Without answering, Louis took Odile’s hand and squeezed it. They both felt that there was nothing to say. Anyway, Bejardy had already turned up the radio again.

They had dinner. Nicole Haas hadn’t wanted to eat in the large empty dining room at the inn, and Bejardy had chosen a table near the bar.

She was visibly giving Bejardy the cold shoulder, but she was very friendly to Odile and Louis.

“And Axter? How is he doing?” Bejardy asked.

“What do you think of Axter?” Nicole Haas asked at once, as though she wanted them to answer her question and not Bejardy’s.

“He’s nice,” Louis said. “When you met him, you were running a restaurant on a boat, in Neuilly?”

“Ah. So he told you about that?” Bejardy said, looking embarrassed.

“You owned a boat, Roland?” Nicole Haas said ironically. “You? A boat?”

“No. We set up a restaurant on a boat, with Brossier,” Bejardy said. “By Bois de Boulogne.”

“And what about the boat?”

“It belonged to the Touring Club de France,” Bejardy said, getting exasperated.

“I would have loved to see you on that boat. Did you wear a captain’s hat?”

And Nicole lit a cigarette with the same nonchalant gesture as that first time in Paris, with the same Zippo lighter that had so surprised Louis.

“Axter is a real Englishman,” she said. “Did you see his wife too?”

“Yes.”

“She seems more like his mother, don’t you think?”

“And yet they’re the same age,” Bejardy said dryly.

“I don’t think so. There must be as big an age difference between them as between you and me.”

Bejardy shrugged. He was having trouble keeping his temper. Odile looked back and forth between Bejardy and Nicole, interested in what was happening.

“Doesn’t he seem much older than me?” Nicole asked Odile, indicating Bejardy.

Odile didn’t know what to say. Louis lowered his head.

“No, I don’t think so,” Odile said timidly.

“She’s polite at least,” Nicole said. “And well brought up.”

“Much better brought up than you, Coco,” Bejardy said.

His face was calm and relaxed again and he had taken Nicole’s hand. Underneath it all, Louis thought, Bejardy liked it that Nicole treated him so badly in front of other people. Was it just one of their little games?

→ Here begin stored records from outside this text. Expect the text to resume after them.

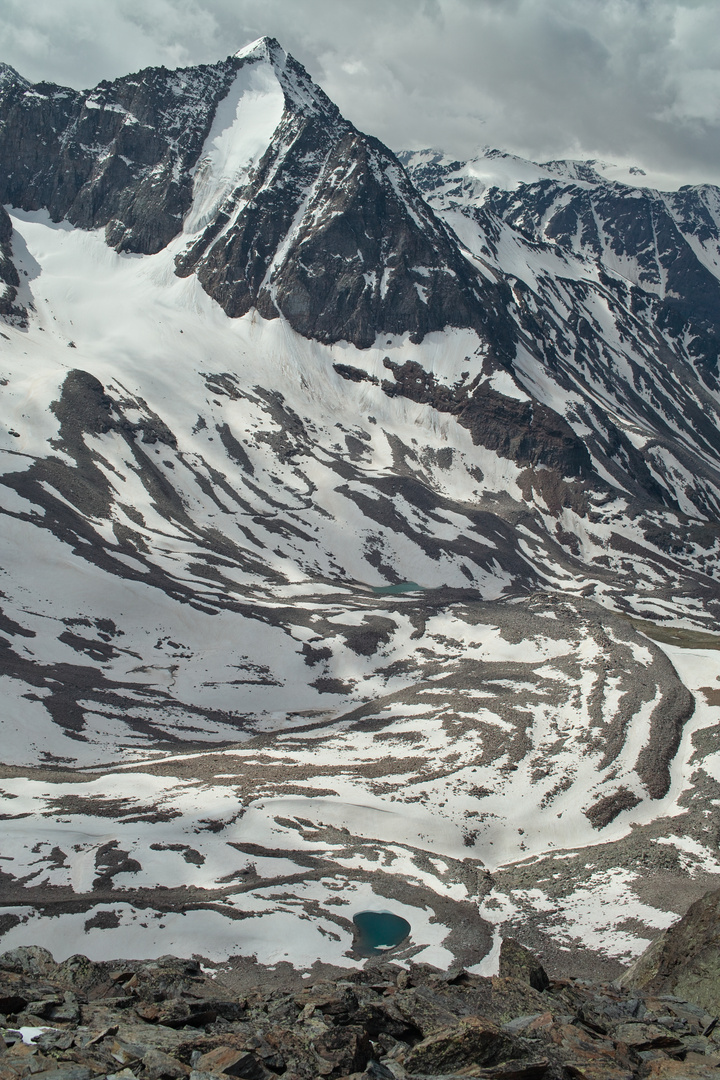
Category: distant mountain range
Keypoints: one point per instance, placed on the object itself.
(380, 467)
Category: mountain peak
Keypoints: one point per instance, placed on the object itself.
(265, 48)
(299, 89)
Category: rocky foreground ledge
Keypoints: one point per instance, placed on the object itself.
(168, 1018)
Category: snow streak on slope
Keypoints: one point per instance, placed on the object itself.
(189, 559)
(330, 608)
(242, 129)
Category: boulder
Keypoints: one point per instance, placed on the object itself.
(684, 960)
(516, 961)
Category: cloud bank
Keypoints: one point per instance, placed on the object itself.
(624, 80)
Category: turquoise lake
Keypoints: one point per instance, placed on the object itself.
(380, 930)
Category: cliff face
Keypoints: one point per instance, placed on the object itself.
(320, 225)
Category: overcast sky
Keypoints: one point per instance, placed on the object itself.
(628, 81)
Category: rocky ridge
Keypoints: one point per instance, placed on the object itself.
(322, 227)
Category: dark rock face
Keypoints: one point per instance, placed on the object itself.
(516, 961)
(521, 430)
(9, 277)
(326, 231)
(165, 1018)
(117, 157)
(684, 960)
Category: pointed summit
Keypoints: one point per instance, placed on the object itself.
(300, 92)
(261, 49)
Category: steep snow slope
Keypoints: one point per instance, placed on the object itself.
(300, 624)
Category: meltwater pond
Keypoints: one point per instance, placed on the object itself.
(380, 930)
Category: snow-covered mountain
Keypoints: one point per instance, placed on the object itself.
(341, 498)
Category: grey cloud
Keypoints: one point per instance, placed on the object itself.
(625, 80)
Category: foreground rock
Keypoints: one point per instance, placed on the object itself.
(167, 1018)
(684, 960)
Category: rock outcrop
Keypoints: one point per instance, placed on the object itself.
(684, 960)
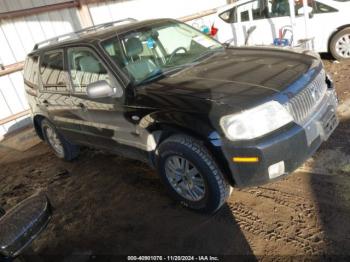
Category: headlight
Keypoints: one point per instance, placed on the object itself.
(255, 122)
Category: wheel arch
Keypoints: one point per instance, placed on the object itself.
(162, 131)
(37, 119)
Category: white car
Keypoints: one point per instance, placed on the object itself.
(263, 22)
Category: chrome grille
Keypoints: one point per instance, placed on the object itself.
(304, 103)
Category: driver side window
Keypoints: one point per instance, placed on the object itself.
(85, 68)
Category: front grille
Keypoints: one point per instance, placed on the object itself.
(304, 103)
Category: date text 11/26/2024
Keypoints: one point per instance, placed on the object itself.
(173, 258)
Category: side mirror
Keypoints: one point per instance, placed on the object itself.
(101, 89)
(22, 224)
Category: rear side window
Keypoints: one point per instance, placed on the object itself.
(31, 70)
(53, 75)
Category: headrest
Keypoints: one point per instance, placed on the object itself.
(89, 64)
(133, 47)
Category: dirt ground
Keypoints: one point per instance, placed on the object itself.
(105, 204)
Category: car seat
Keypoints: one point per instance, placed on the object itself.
(139, 67)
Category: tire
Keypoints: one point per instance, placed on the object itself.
(215, 187)
(67, 150)
(341, 39)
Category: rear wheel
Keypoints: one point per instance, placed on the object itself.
(340, 44)
(191, 175)
(61, 147)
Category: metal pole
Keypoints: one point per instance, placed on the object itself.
(306, 18)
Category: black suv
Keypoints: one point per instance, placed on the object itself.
(205, 115)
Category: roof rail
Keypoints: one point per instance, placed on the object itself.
(76, 34)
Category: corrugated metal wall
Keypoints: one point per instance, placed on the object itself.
(18, 36)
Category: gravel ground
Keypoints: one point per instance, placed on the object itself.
(105, 204)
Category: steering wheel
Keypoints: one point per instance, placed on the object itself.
(174, 53)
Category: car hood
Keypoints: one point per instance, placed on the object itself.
(237, 76)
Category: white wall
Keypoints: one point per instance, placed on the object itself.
(147, 9)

“I have never met anyone with a character as bad as Coco’s,” Bejardy said, stroking her hand.

Louis looked at the Zippo lighter that Nicole had put on the table. He picked it up, lit it, and contemplated the black smoke that the flame gave off.

“When I was in boarding school, I dreamed of having a lighter like this.”

“Really?” Nicole said. “You can have it.”

She smiled at him and her smile was so sweet, so understanding, that Louis had the feeling their faces could have come closer and closer at that moment, their lips could touch.

“Yes, please. The lighter is yours.”

Two rooms had been reserved for the night in an annex to the inn, on the other side of the garden. Just as they left the bar, Bejardy took Louis’s arm and held him back.

“I wanted to thank you for what you’ve done for me. We’ll discuss it in Paris. You know your commission is waiting for you there, Louis.”